According to JPMorgan analysts, Coinbase's trading volume increased in the first few weeks of 2023, while other exchanges continued to see reductions. This is evidence that, in the wake of the demise of competitor exchange FTX, Coinbase's reputation as a reliable exchange is beginning to pay off.
The average daily volume (ADV) of the U.S.-based cryptocurrency exchange has increased by 0.3% year over year to $1.6 billion so far in January, a modest but notable gain. According to JPM statistics, other U.S. exchanges including Kraken and Gemini had drops of 13% and 46%, respectively.

Given that Coinbase's exchange had a consistent fall in activity in 2022, the tiny increase in trading volume also suggests a reversal in trend.
“We think Coinbase has been cultivating a reputation as a reputable, trusted intermediary for some time, that reputation is helping to drive greater market share as activity levels rebound.”
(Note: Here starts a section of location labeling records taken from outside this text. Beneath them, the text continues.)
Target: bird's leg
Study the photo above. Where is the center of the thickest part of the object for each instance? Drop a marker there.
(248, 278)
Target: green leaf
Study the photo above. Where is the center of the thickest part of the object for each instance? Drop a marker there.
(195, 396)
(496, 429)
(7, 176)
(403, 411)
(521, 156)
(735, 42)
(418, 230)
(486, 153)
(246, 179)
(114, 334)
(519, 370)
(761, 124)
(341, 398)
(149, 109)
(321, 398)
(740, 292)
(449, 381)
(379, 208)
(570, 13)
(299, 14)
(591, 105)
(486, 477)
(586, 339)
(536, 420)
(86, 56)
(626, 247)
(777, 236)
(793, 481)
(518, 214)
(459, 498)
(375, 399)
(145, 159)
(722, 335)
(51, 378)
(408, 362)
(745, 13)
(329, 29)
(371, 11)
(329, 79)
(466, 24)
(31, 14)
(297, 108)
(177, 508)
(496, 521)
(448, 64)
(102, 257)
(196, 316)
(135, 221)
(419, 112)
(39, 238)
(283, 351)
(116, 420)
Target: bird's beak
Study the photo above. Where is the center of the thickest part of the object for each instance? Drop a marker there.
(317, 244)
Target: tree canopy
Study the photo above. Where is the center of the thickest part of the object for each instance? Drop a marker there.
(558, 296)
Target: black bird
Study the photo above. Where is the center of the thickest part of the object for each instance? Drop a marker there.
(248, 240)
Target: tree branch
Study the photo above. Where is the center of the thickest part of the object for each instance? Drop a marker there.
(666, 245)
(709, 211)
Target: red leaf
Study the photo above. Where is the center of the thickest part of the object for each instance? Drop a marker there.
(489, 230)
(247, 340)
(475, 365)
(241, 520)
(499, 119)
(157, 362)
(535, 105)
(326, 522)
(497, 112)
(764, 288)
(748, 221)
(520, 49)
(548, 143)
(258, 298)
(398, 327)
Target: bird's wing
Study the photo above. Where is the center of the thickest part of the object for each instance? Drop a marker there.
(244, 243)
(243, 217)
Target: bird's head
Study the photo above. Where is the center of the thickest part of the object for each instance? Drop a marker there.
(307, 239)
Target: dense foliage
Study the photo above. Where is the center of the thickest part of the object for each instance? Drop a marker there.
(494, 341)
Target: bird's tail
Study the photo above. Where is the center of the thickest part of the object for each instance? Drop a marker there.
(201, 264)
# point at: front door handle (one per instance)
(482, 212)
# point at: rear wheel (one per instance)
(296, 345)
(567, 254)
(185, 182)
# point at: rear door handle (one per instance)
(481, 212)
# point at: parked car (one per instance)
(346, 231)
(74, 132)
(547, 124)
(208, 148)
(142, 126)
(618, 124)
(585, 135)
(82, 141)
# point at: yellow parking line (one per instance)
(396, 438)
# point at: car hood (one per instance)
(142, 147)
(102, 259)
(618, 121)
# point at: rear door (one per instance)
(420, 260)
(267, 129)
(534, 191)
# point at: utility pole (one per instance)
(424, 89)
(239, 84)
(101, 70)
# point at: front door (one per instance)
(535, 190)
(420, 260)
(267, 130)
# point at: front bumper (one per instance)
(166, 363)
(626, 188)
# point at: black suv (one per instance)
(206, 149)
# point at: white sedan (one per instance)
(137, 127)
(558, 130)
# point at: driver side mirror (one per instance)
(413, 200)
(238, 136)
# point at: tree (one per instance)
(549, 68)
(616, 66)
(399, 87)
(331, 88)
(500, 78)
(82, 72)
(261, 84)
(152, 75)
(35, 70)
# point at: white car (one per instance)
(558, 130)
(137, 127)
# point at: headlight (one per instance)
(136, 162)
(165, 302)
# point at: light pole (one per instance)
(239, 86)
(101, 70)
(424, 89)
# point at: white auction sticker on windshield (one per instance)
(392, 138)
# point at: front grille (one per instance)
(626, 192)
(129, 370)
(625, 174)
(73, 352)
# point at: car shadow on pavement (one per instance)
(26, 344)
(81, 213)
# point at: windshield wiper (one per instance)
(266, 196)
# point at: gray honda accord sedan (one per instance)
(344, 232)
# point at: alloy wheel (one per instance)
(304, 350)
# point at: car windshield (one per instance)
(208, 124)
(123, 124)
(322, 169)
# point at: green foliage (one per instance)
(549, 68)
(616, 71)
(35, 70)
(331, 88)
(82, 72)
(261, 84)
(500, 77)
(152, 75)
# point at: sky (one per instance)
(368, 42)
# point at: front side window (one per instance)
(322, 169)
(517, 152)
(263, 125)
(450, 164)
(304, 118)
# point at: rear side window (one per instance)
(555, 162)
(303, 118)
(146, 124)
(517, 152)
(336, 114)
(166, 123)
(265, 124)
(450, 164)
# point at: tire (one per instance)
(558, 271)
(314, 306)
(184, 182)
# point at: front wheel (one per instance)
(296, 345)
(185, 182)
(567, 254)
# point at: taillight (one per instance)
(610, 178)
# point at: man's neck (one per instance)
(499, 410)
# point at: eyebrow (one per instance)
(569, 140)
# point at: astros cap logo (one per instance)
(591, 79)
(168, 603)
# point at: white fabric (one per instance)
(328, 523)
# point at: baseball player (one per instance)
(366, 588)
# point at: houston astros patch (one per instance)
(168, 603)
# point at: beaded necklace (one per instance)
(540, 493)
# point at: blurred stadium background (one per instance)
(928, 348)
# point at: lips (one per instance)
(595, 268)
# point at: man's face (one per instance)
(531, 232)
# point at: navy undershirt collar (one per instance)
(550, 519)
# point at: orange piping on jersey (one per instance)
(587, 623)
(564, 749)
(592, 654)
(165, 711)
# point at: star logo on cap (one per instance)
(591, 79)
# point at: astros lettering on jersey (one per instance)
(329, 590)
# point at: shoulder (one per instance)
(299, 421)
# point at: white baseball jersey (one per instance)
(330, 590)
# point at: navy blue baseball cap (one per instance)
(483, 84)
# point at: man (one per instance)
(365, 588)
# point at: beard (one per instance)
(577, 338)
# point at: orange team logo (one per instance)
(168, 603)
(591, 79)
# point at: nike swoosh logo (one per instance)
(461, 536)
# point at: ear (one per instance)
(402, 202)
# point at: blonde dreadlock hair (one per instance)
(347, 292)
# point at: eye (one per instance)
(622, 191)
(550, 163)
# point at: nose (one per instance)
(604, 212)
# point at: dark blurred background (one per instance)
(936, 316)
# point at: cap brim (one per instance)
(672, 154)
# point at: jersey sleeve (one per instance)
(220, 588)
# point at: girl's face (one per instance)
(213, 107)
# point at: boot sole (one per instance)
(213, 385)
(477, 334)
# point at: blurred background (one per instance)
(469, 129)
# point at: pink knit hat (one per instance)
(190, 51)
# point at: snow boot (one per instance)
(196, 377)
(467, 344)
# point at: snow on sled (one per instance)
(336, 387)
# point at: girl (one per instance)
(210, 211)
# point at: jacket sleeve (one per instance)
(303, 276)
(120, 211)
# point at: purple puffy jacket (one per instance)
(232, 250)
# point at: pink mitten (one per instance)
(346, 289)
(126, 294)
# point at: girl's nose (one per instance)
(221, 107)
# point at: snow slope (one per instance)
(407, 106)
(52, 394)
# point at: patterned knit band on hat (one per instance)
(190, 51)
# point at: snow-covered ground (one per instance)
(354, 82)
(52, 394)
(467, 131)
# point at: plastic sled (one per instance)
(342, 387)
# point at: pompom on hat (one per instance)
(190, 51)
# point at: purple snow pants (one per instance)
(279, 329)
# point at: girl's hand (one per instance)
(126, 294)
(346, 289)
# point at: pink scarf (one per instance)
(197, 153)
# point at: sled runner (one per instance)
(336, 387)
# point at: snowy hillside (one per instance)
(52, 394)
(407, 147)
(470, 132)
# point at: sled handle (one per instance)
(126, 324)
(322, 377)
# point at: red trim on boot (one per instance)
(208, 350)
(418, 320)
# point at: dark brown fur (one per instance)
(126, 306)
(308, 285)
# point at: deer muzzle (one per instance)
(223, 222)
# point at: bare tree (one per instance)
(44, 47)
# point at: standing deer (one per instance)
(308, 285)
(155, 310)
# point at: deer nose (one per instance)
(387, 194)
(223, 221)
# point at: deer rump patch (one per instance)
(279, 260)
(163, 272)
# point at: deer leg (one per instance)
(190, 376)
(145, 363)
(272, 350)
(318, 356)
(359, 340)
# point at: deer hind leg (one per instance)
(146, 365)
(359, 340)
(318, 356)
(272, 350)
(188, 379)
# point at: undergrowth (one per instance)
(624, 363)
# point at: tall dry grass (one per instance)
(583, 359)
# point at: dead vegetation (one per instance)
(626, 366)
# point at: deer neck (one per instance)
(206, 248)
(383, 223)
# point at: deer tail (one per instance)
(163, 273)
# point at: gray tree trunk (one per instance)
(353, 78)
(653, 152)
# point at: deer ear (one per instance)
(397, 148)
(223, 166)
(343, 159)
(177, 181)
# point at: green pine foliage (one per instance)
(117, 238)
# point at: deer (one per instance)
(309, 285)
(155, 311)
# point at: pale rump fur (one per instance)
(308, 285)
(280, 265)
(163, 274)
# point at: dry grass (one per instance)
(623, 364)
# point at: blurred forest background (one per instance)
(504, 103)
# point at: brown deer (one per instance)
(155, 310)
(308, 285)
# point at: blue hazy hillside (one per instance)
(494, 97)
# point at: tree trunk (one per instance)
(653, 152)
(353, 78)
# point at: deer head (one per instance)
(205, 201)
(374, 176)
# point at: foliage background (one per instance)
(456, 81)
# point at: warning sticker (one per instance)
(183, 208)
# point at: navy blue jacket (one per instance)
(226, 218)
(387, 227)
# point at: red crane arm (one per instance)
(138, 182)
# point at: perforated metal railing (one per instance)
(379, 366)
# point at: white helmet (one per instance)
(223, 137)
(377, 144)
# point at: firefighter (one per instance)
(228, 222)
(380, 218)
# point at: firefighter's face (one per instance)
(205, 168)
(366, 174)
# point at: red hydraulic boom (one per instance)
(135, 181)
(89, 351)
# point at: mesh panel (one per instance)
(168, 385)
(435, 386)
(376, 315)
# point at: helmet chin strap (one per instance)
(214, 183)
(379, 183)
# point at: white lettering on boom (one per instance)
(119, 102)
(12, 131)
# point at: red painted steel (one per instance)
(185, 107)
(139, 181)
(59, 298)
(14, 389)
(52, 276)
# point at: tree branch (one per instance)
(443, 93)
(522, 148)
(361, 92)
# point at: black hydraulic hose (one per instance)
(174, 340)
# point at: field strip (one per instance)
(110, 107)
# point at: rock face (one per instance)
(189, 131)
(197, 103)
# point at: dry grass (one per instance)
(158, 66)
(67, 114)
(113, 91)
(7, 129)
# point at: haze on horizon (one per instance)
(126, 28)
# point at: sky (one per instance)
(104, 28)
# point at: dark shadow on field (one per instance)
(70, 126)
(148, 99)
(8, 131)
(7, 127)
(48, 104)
In light of heightened scrutiny over unregulated exchanges in the market brought on by the collapse of FTX, Coinbase is one of the few choices left for investors to trade cryptocurrencies without running a considerable risk of fraud. Competitors of Coinbase include Binance and Gemini.
“Unlike a number of Coinbase’s high-profile peers, Coinbase did not have direct exposure to FTX and was insulated from the direct legal and reputational fallout from its demise.”